Ласково сиял весенний день, Волга разлилась широко, на земле было шумно, просторно, — а я жил до этого дня, точно мышонок в погребе. И я решил, что не вернусь к хозяевам и не пойду к бабушке в Кунавино, — я не сдержал слова, было стыдно видеть ее, а дед стал бы злорадствовать надо мной.

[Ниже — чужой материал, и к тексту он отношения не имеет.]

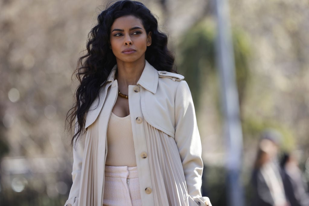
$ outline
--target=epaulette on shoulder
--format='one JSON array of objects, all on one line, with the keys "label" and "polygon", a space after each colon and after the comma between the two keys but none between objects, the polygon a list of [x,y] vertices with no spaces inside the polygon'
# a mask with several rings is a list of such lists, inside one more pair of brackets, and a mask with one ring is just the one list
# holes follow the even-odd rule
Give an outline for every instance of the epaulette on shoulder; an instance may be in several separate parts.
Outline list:
[{"label": "epaulette on shoulder", "polygon": [[160,77],[167,77],[171,79],[174,81],[180,81],[184,78],[184,77],[180,74],[165,71],[158,71],[158,73]]}]

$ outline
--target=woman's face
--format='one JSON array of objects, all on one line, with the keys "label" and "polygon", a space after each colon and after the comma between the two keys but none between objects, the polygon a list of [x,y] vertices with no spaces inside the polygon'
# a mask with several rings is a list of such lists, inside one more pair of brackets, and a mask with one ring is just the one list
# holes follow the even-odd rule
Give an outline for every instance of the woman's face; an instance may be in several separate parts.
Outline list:
[{"label": "woman's face", "polygon": [[117,63],[144,61],[147,46],[151,44],[142,21],[133,16],[116,19],[111,28],[111,48]]}]

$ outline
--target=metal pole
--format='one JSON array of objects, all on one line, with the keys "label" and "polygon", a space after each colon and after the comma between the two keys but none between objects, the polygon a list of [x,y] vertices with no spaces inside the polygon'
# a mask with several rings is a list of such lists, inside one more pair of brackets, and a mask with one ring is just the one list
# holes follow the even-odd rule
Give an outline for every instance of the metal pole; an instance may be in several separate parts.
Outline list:
[{"label": "metal pole", "polygon": [[228,204],[231,206],[243,206],[243,191],[240,179],[243,137],[239,118],[239,103],[235,82],[228,3],[227,0],[215,1],[218,32],[217,63],[220,70],[227,148]]}]

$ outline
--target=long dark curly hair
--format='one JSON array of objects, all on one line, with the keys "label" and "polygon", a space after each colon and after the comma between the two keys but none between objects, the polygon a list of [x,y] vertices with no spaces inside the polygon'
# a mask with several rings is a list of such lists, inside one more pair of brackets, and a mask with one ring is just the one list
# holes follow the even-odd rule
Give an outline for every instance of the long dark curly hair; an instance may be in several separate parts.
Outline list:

Дня два-три я шлялся по набережной, питаясь около добродушных крючников, ночуя с ними на пристанях; потом один из них сказал мне:
— Ты, мальчишко, зря треплешься тут, вижу я! Иди-ко на «Добрый», там посудника надо…
Я пошел; высокий, бородатый буфетчик, в черной шелковой шапочке без козырька, посмотрел на меня сквозь очки мутными глазами и тихо сказал:
— Два рубля в месяц. Паспорт.
Паспорта у меня не было, буфетчик подумал и предложил:
— Мать приведи.
Я бросился к бабушке, она отнеслась к моему поступку одобрительно, уговорила деда сходить в ремесленную управу за паспортом для меня, а сама пошла со мною на пароход.
— Хорошо, — сказал буфетчик, взглянув на нас. — Идем.
Привел меня на корму парохода, где за столиком сидел, распивая чай и одновременно куря толстую папиросу, огромный повар в белой куртке, в белом колпаке. Буфетчик толкнул меня к нему.
— Посудник.
И тотчас пошел прочь, а повар, фыркнув, ощетинил черные усы и сказал вслед ему:
— Нанимаете всякого беса, або дешевле…
Сердито вскинул большую голову в черных, коротко остриженных волосах, вытаращил темные глаза, напрягся, надулся и закричал зычно:
— Кто ты такой?
Мне очень не понравился этот человек, — весь в белом, он все-таки казался чумазым, на пальцах у него росла шерсть, из больших ушей торчали волосы.
— Я хочу есть, — сказал я ему.
Он мигнул, и вдруг его свирепое лицо изменилось от широкой улыбки, толстые, каленые щеки волною отошли к ушам, открыв большие лошадиные зубы, усы мягко опустились, — он стал похож на толстую, добрую бабу.